Making Violence Public: Spatializing (Counter)publicness through the 1993 Sivas Arson Attack, Turkey
Eray Çaylı
International Journal of Urban and Regional Research, 2019, vol. 43, issue 6, 1106-1122
Abstract:
This article discusses the relationship between violence and public space in light of a collectively perpetrated and widely televised arson attack that took place in 1993 in Sivas, Turkey, and its recent on‐site commemorations. It draws on critical theoretical perspectives developed since the 1990s to consider conventional models of public space as entangled in violence, while also aiming to contribute to contemporary scholarship on contrarian responses to this entanglement.

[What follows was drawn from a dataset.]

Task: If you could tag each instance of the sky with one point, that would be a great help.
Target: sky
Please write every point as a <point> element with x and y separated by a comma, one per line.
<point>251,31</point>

The tendency in this scholarship is to identify these responses as bottom‐up, unscripted, performative and direct and, therefore, as diametrically opposed to those identified as top‐down, scripted, rational and legislation‐facing. The multifarious initiatives and interventions involving contextually shifting priorities, positions and strategies that mark the case discussed in this article call this tendency into question. Unassimilable under such binary oppositions, these initiatives and interventions have not refrained from engaging conventional models of public space while also developing and mobilizing contrarian ones. This article ultimately argues that public space is not just where violence occurs but also where its semantic disambiguation is pursued; this pursuit, which involves various forms of socio‐political work, in turn defines and continually redefines the very distinction between conventional and contrarian imaginaries of public space.